Adesso siamo a casa e cerchiamo di sfuggire alle sabbie mobili di body e tutine da cercare ("Mamma, la signora del negozio consiglia che tu vada a cambiare le tutine che hai preso; sono troppo calde". "Ma a volte in maggio è nevicato, non si sa mai, prendine tu di più leggere". "Mamma, si useranno per un solo mese, quante ne prendiamo? Poi magari dalla sterminata schiera di cuginetti di Lui ne recuperiamo qualcuna...". "Eh, va bene così".) e di duo e trio e basi isofix, di lettini culle carrozzine materassini cuscini antisoffoco, e paraspigoli e chiudi ante, e...
... io ho scovato un corso con parte informativa e parte di ginnastica-respirazione che non costa una fortuna e mi ci sono buttata dentro, perdendo il senso del tempo nella parte di rilassamento ("Come ci salutiamo? Ma che ora è?") e capendo che non è male effettivamente evitare di arrivare alla data fatidica come una mozzarella in carrozza. E sentendo gioia, finalmente, nel muovere questo corpo panciuto in uno spazio in cui era accolto e coccolato.
E ho scoperto che ne so già tante, tra web e letture, da Wonderland a quelle ereditate dalla mamma e in particolare "Per una nascita senza violenza", Leboyer, 1978. Di questo leggo le prime righe e inorridita esclamo che mioddio, oggi non si fa più così!; poi leggo il resto, e non sono più tanto sicura che oggi non si faccia più così. Benedico il Piccolo Ospedale, in cui sembrano molto umani e rilassati, e ho parecchie domande per le ostetriche al prossimo colloquio. L'ho detto che non c'è un ginecologo che ci segue, dato che per ora non ci sono problemi particolari, ma solo le ostetriche? Comunque ne so già tante ma di sicuro non tutte. L'altro giorno mi sono imbattuta nelle foto del parto in "Avremo un bambino" (Janet Balaskas, Yehudi Gordon, Ed. Red! 2012) e tra le corsie del negozio ho dovuto nascondere i lacrimoni dell'emozione; l'ho portato a casa e ieri sera ho pianto di nuovo davanti a queste parole:

"... Partendo dal punto fermo che una donna abbia fiducia nella propria capacità di portare in grembo, partorire, nutrire e assistere il suo bambino..."

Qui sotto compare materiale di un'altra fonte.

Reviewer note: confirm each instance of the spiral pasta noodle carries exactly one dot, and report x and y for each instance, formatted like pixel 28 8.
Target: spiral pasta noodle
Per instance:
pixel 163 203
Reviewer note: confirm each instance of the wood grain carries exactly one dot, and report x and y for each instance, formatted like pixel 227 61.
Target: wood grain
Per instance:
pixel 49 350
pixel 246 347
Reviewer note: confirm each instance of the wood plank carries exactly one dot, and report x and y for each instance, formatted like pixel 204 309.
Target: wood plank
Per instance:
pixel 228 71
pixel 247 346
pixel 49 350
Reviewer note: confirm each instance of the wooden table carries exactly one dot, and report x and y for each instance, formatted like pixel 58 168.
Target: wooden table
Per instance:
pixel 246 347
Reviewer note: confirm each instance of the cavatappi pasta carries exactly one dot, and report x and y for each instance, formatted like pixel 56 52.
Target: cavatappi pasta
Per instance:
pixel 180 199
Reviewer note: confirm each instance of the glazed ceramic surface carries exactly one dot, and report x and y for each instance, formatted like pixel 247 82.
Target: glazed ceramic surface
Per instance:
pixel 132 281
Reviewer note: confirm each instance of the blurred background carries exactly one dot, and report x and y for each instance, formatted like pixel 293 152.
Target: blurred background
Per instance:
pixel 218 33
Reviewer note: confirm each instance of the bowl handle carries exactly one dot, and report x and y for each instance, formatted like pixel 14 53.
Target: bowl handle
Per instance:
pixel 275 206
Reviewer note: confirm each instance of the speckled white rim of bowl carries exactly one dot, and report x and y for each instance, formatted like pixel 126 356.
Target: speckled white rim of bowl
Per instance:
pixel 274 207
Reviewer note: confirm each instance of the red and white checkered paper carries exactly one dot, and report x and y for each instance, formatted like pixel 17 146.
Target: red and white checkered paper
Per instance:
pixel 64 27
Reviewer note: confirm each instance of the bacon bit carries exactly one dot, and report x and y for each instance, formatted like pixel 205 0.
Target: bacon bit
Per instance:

Questa è la fiducia mi è mancata nei primi mesi, persa nel labirinto opaco e popolato di mostri a Nebbialand, in cui sembrava che niente potesse andare per il verso giusto e io ero convinta che chissà cosa poteva esserti capitato - ti ho detto che dopo Fuscello e la sua ischemia a 27 anni, anche Puntaspilli a 29 anni ha ceduto ed è scappato per salvarsi dopo aver iniziato ad avere attacchi di panico? Di questa fiducia mi sto riappropriando adesso, mentre sembra che tu abbia molto saggiamente ignorato labirinti, nebbie e mostri vari.
Ciao, scalciatore, buon riposino. Vedi di ricordarti di dormire anche quando verrai di qua.